Neuraminidase inhibitors including Tamiflu and Relenza are recommended by government health agencies for treating and preventing symptoms of the influenza virus in both children and adults. A review conducted by the Cochrane Collaboration has now revealed these treatment options may cause more harmful side effects compared to their ability to reduce and prevent flu-like symptoms.
“We now have the most robust, comprehensive review on neuraminidase inhibitors that exists,” said Dr. David Tovey, editor-in-chief at Cochrane, in a statement. “Initially thought to reduce hospitalizations and serious complications from influenza, the review highlights that Tamiflu is not proven to do this, and it also seems to lead to harmful effects that were not fully reported in the original publications. This shows the importance of ensuring that trial data are transparent and accessible.”

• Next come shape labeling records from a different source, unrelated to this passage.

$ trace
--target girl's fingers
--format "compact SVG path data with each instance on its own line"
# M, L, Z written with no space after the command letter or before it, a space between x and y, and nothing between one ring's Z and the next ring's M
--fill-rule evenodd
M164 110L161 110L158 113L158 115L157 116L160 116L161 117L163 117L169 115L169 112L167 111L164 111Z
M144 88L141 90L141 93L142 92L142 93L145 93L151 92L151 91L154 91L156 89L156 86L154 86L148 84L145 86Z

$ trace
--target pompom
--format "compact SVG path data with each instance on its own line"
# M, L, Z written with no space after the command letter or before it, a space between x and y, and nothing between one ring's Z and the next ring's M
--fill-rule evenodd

Back in 2009, researchers from Cochrane attempted a thorough review of Tamiflu and Relenza including their overall effect on the health of influenza patients. Unfortunately, results of the trial were inconclusive due to a lack of data access. In light of the failed assessment, health policy agencies on state and government levels made the decision to stockpile the drug, a decision both the British Medical Journal and Cochrane are trying to dissuade via this most recent review. Following the H1N1 virus outbreak back in April 2009, use of Tamiflu, Relenza, and other influenza drugs have seen a dramatic increase in the United States and the United Kingdom.
“Drug approval and use cannot be based on biased or missing information any longer. We risk too much in our population’s health and economy,” the research team leading the Cochrane Neuraminidase Inhibitors Review explained. “This updated Cochrane review is the first time a Cochrane systematic review has been based only on clinical study reports and regulator’s comments. It is the first example of open science in medicine using full clinical study reports available without conditions. And therefore the conclusions are that much richer."
Researchers involved with Cochrane Neuraminidase Inhibitors Review recruited 24,000 individuals to participate in a total 46 clinical trials. In 20 trials involving Tamiflu, adults and children were either given a dose of the drug or a placebo. The same experiment was carried out in 26 trials involving Relenza. The Cochrane Neuraminidase Inhibitors Review research team set out to determine each drug’s effectiveness in preventing influenza complications, hospitalizations due to influenza, and any side effects caused by the drug.
Although Tamiflu and Relenza were able relieve flu-like symptoms in adults by only half a day, there was no foreseeable difference in children. The two drugs also had no effect on hospitalizations caused by influenza complications such as pneumonia, bronchitis, or sinus and ear infections. Of the patients who were given doses of Tamiflu or Relenza, the risk of nausea and vomiting increased by four percent in adults and five percent in children. Some of the participants also experienced certain neurological side effects, including headaches and psychiatric episodes. Results of the analysis were attributed to the drugs cutting off the body’s supply of antibodies for the purpose of fighting infection.
“We urge people not to trust in published trials alone or on comment from conflicted health decision makers, but to view the information for themselves,” the research team added.
There are certain household treatments people suffering from flu-like symptoms can apply in order to achieve a natural remedy. For example, our best defense against any bodily ailment is staying hydrated. Drinking and avoiding alcohol, coffee, and soda can go a long way in maintaining a healthy immune system. With its anti-inflammatory properties, chicken noodle soup can also serve as a natural, at-home remedy for boosting the movement of immune system cells. Lastly, avoid dry places where cold viruses thrive and seek humidity. Adding moisture to your home via a humidifier can prevent a stuffy nose and scratchy throat by dampening our airways' mucous membrane.